第16話 成長?
「とは言うものの。」
私は従者の童女の扱いに困った。
「どしたの?」
「おいへっぽこ女神」
「誰がへっぽこよ。」
ポンコツ女神ミズーリは何故か神格が上がったらしい。本人の申告によるとだ。
と同時に少し成長したのがわかる。
未就学児から小学3~4年生くらいだろうか。
私如きなんら取り柄の無い男に、従者宣言と愛人宣言をまとめてして下さった女神様であるが、少し大きくなった分扱い方を考えなければならなくなった。
性行為要求をしてた幼女が愛人宣言をしたせいか、平気で人にまとわりつく様になったのだ。
おかげで小日向の街から大して進んでいない。
「君、昨日は確かあのキャンプ地で一日の方針を宣言したと記憶しているが。」
「したわね。」
「今日はこの有り様なんだが?」
「とりあえず今朝はあのゴキブリ駆除しか考えてなかったから。あと貴方への宣誓なんか宿出るまで脳の片隅にもなかったもん。」
「さっきのあの健気な女の子はどこにいるのだろう。」
「だからこれが私の地って最初に言ったでしょ。またイベントが来れば健気で真面目で素敵な女の子が現れます。」
「そうですか?」
今は素敵じゃ無い自覚あるんだ。
「次のイベントでまた貴方への愛を告白し成長します。具体的には第二次性徴期で生理が始まるくらい。」
「しませんよ。」
「しましょうよ。」
ポンコツ女神からへっぽこ女神に転職させた私のアドリブ力に自慢アンド感謝。
「とは言うものの、イチャついていても何も始まらないもんね。」
やっと本題に入った。
「私は楽しいけど。」
「知りませんよ。」
「具体的な年齢はナイショだけど、女神ってこういうのに幾つになっても免疫が無いの。」
「男性神とかいるでしょう。創造神は男に見えました。」
「知ってる?神様って欲望の塊なの。男の神様なんかアレの事しか考えてないもの。」
「私の目の前にいる女神にも再会早々性行為のアプローチをかけられた覚えがあるな。」「言ったでしょ。私は貴方に捨てられたくなかったから、なんでも受け入れる気だったの。先に宣言しとくけど、私に男性経験は無いわ。お楽しみにね。」
知らんがな。
「覚悟しておいてね。私は貴方のベッド以外で寝るつもりは無いから。」
一応、物凄い事言ってるんだよなぁ。童女だけど。
「さて、今日はですけど。次の街まで歩けば2日かかります。」
「歩かなければ?」
「この世界なら馬車かな。でもご覧の通り。」
ミズーリが手のひらを眉に当て360度見渡す素振りを見せる。遠方に丘陵が見えるが基本的に開かれた草原だ。

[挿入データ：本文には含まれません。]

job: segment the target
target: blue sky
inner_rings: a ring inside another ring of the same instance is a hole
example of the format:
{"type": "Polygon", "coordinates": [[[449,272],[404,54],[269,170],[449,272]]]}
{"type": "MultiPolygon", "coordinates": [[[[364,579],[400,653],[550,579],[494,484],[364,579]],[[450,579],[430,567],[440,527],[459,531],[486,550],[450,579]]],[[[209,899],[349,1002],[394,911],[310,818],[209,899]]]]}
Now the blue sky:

ミズーリ曰く表街道ではないので、交易商人が時々利用するだけ。一日歩けば2組くらいはすれ違える程度の交通量しかない。
「なので別に馬でも良いし、見つからないのなら自動車でもなんでも大丈夫。」
「何故そんなに人がいないんだろう。」
「トールの故郷でも広い平野だと、見渡す限り一面田んぼとかあったでしょ。そこを徒歩か馬で旅したら。」
北関東をドライブした経験を思い出す。
「人に会う事は減るわな。」
「それに最初にあった森の中の村から私達相当な距離と時間歩いているけど?」
「疲労感は一切無いな。」
「正解。神様の力だからこれ。それに私達は天界帰還の条件なりヒントなりを探さないとならない。」
「急ぐ必要は無い訳か。ミズーリの主になった私はいわば不老不死でもあるから時間は無限にある。」
「お金と体力もね。こういう言い方はあれだけど、私達はトラブルに巻き込まれた方が良いのよ。多分。」
「分かった。のんびり歩こうか、女神様。」
女神様の頭をぽんぽんと触ると、私達は仲良く並んで歩き出した。